Relative Sanity

a journal

Cost of failure

When you have a high cost of failure, it can be tempting to reduce the chances of failure occurring. This is wise, but it is not the whole story.

After a while, the cost of such reduction exercises follow the laws of diminishing returns. Failure will likely always occur sooner or later, and so any complete strategy must assume failure will occur at some point. Thus, I would suggest any efforts to reduce the chance of failure are best paired with equally strenuous efforts to reduce the cost of failure itself.
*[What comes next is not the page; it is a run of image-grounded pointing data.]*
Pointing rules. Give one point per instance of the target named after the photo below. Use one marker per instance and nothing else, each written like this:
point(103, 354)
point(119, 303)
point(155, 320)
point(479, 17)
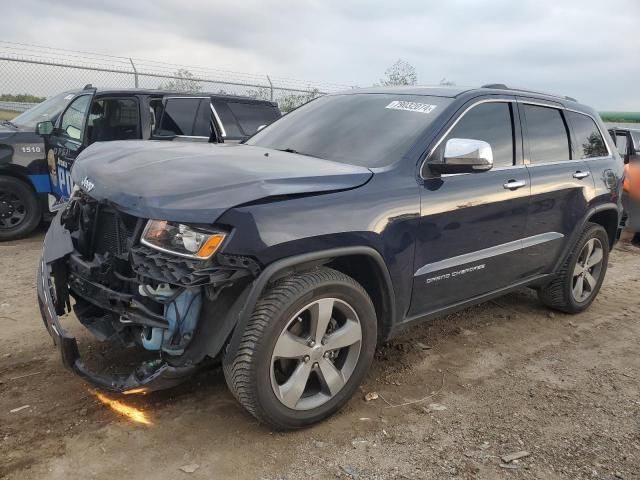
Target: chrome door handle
point(514, 184)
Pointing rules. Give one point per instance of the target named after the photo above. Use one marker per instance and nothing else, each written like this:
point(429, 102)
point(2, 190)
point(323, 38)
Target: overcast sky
point(589, 49)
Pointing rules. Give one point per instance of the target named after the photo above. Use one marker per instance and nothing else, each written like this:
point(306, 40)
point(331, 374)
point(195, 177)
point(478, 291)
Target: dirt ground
point(500, 378)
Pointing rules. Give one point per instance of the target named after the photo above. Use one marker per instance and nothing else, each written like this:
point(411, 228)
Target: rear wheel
point(305, 350)
point(19, 209)
point(582, 274)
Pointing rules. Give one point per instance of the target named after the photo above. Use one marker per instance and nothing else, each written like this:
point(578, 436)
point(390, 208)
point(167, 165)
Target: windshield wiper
point(293, 150)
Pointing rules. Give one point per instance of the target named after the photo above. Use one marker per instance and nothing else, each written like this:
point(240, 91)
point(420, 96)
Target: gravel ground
point(454, 398)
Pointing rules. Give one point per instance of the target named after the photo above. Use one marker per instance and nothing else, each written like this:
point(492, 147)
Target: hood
point(198, 182)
Build systems that tolerate failure, perhaps even expect it. An ideal target might be to build a system that can have anything thrown at it and recover instantly. If building a bridge, perhaps assume that most rivets are badly made. How would your design differ? If building software, perhaps assume that code is insecure and prone to crash. How would your architecture differ?

If building a process, perhaps assume that people are stressed and forgetful. How would your compassion differ?

It may also be prudent to consider how incentives align along such assumptions. If the bridge tolerates shoddy work, does that encourage cowboys? If your software tolerates sloppy code, does that encourage hacks?

If your team practices empathy, does it encourage those that would take advantage?

To which I submit, these are different problems. While one may engender good fire safety by stuffing oily rags and scrunched up newspaper into every crevice of the house, it might not be the only approach.